I’m a fan of not lying. Even white lies. I don’t want to lie and say that I have something else going on during the weekend when I’m invited to an event. What if I end up going out somewhere else and the person who invited me to said event finds out? The repercussions of lying are so much greater than just saying you don’t want to. Here are some other explanations that you can give that aren’t a lie or an excuse:

  • “No thank you, I don’t think I would enjoy that activity”
  • “I think that weekend I want to spend some time by myself, I have some projects I want to work on”
  • “I’m not interested in doing that with you”
  • “I’m feeling overwhelmed with some things in my life, and I don’t think going to dinner would make me happy”

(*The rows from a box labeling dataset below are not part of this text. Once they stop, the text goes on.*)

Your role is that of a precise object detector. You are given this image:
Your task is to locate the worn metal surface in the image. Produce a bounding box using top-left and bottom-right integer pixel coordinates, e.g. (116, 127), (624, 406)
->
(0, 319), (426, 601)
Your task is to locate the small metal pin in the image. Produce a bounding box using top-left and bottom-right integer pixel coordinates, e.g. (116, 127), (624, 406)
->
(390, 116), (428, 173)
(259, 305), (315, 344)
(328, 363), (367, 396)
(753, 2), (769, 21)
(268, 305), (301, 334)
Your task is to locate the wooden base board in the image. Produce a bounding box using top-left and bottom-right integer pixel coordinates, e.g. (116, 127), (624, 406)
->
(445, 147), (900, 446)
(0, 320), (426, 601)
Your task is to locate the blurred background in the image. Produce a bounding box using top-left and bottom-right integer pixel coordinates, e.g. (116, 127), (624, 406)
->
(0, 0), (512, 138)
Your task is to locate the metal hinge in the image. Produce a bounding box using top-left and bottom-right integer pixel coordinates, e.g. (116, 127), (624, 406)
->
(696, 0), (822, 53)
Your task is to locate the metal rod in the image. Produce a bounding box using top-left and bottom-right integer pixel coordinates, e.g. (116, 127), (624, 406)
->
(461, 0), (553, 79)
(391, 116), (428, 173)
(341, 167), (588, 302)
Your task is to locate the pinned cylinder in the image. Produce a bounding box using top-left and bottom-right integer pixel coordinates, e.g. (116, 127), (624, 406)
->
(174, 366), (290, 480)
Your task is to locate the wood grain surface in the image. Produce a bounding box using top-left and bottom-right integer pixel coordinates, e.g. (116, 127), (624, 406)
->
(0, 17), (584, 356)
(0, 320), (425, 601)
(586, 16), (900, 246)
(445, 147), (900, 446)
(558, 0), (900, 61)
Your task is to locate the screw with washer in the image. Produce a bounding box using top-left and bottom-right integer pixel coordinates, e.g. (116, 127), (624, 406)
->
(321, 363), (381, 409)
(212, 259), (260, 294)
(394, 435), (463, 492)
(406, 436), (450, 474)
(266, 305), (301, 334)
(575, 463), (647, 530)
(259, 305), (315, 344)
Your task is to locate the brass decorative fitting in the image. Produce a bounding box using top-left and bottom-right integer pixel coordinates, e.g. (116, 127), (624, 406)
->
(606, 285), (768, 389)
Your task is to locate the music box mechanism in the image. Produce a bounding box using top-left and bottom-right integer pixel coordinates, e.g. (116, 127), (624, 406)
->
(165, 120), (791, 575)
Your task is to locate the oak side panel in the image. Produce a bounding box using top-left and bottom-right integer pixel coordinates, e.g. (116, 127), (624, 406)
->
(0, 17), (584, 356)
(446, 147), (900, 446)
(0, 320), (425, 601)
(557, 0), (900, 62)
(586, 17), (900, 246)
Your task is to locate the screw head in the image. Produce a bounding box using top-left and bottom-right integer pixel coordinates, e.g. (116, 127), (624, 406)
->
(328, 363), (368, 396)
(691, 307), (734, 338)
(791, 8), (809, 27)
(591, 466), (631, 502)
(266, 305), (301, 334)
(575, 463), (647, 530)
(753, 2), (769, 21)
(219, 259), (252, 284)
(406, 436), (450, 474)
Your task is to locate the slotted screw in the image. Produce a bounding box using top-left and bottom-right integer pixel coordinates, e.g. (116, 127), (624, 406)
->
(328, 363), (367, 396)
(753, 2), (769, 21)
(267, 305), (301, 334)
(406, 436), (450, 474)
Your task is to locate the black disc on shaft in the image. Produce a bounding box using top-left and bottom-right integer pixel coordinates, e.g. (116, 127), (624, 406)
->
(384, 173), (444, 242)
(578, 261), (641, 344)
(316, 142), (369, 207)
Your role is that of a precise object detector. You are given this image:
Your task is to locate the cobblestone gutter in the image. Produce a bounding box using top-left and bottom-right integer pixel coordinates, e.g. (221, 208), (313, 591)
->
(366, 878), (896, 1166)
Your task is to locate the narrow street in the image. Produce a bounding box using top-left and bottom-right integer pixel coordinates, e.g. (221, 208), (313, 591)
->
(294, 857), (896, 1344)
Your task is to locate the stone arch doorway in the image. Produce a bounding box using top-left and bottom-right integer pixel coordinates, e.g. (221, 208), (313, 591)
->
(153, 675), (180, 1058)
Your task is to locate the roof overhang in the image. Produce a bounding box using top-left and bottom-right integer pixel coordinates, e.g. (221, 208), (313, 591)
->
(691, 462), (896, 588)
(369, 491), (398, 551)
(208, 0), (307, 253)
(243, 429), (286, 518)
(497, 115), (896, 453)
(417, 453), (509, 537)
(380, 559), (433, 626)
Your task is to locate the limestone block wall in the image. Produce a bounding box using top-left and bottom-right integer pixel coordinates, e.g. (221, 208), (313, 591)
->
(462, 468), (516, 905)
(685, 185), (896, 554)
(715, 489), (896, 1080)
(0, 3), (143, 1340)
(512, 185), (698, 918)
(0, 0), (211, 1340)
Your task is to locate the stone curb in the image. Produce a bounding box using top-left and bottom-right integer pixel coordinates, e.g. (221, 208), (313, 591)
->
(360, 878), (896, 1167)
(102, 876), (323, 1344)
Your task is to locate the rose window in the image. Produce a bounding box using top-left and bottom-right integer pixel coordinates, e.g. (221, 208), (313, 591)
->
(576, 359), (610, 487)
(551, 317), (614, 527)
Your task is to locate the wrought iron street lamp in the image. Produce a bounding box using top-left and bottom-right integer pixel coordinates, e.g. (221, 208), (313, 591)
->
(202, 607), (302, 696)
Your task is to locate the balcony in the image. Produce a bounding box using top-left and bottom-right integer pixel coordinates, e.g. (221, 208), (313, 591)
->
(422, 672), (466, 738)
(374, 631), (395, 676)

If someone pushes back and whines, assert again that you don’t want to. In an ideal world we should be able to accept a ‘no’ and move on, unfortunately it doesn’t always work that way. If someone continues to push and try to convince you to go, here are some gentle ways to tell someone you aren’t comfortable:

  • “I feel like you aren’t respecting my wishes. I would appreciate it if you would accept my no”
  • “I understand you are disappointed, and I am still your friend. I just don’t want to do ___ with you”

Be Your Own Advocate

The bottom line is that your time, your body and your attention are your own to share, or not share. No one else is entitled to your time. Even your partner, husband, employer. None of these people own your time. Saying no doesn’t make you a bad person. Becoming comfortable with ‘the no’ will help you be a better communicator, and in the long run the people who you share your time with will appreciate that skill much more than being let down easy.

One thought on “Saying No: Stop Making Excuses

  1. Sooooo true. I am a massive culprit when it comes to this and really, when I think about it, why do I have to give a reason for something I don’t want to do? Surely, the “No, I don’t want to do that” is enough to tell the other person I don’t think I’m going to enjoy it. End of story.